Uneven playing fields in school choice: the consequences of manipulability

 Here's a study of a school choice system using the manipulable (not strategy proof) immediate acceptance ("Boston") algorithm for school choice, in the Wake County Public School System in North Carolina, the 15th largest in the U.S. (The authors are all market design economists at North Carolina State University.)

Identifying the Harm of Manipulable School-Choice Mechanisms
By Umut Dur, Robert G. Hammond, and Thayer Morrill
American Economic Journal: Economic Policy , February 2018, 10(1): 187–213
https://doi.org/10.1257/pol.20160132

Abstract: An important but under-explored issue in student assignment procedures is heterogeneity in the level of strategic sophistication among students. Our work provides the first direct measure of which students rank schools following their true preference order (sincere students) and which rank schools by manipulating their true preferences (sophisticated students). We present evidence that our proxy for sophistication captures systematic differences among students. Our results demonstrate that sophisticated students are 9.6 percentage points more likely to be assigned to one of their preferred schools. Further, we show that this large difference in assignment probability occurs because sophisticated students systematically avoid over-demanded schools.
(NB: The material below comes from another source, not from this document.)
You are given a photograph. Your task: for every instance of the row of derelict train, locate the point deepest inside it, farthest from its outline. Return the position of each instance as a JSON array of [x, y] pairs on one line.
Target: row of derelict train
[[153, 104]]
Here's the operational definition of a sophisticated student:
" In their application procedure, students have a two-week window during which they must log into a website and submit their preferences. A student is free to change her ranking as many times as she wishes. Moreover, upon each visit, a student learns how many students have ranked each school first. Therefore, a sophisticated student benefits from logging into the website multiple times or logging in closer to the deadline. On the other hand, a student submitting her true preferences needs only to log into the website once.
"Following this logic, our classification of sincere and sophisticated students is drawn from the number of logins to the application website. Specifically, we classify students who log in once as sincere and those who log in more than once as sophisticated. We then show a series of results to demonstrate that our login proxy for sophistication is capturing important, systematic differences across students. For instance, some students who visit the application website multiple times change their rankings near the end of the selection period by removing popular (i.e., over-demanded) schools from the top of their rankings. More generally, we demonstrate that sophisticated students avoid over-demanded schools by not ranking them as their first choice. As a result, sophisticated students are more likely to receive an assignment but, conditional on receiving an assignment, are less likely to be assigned to a highly over-demanded school."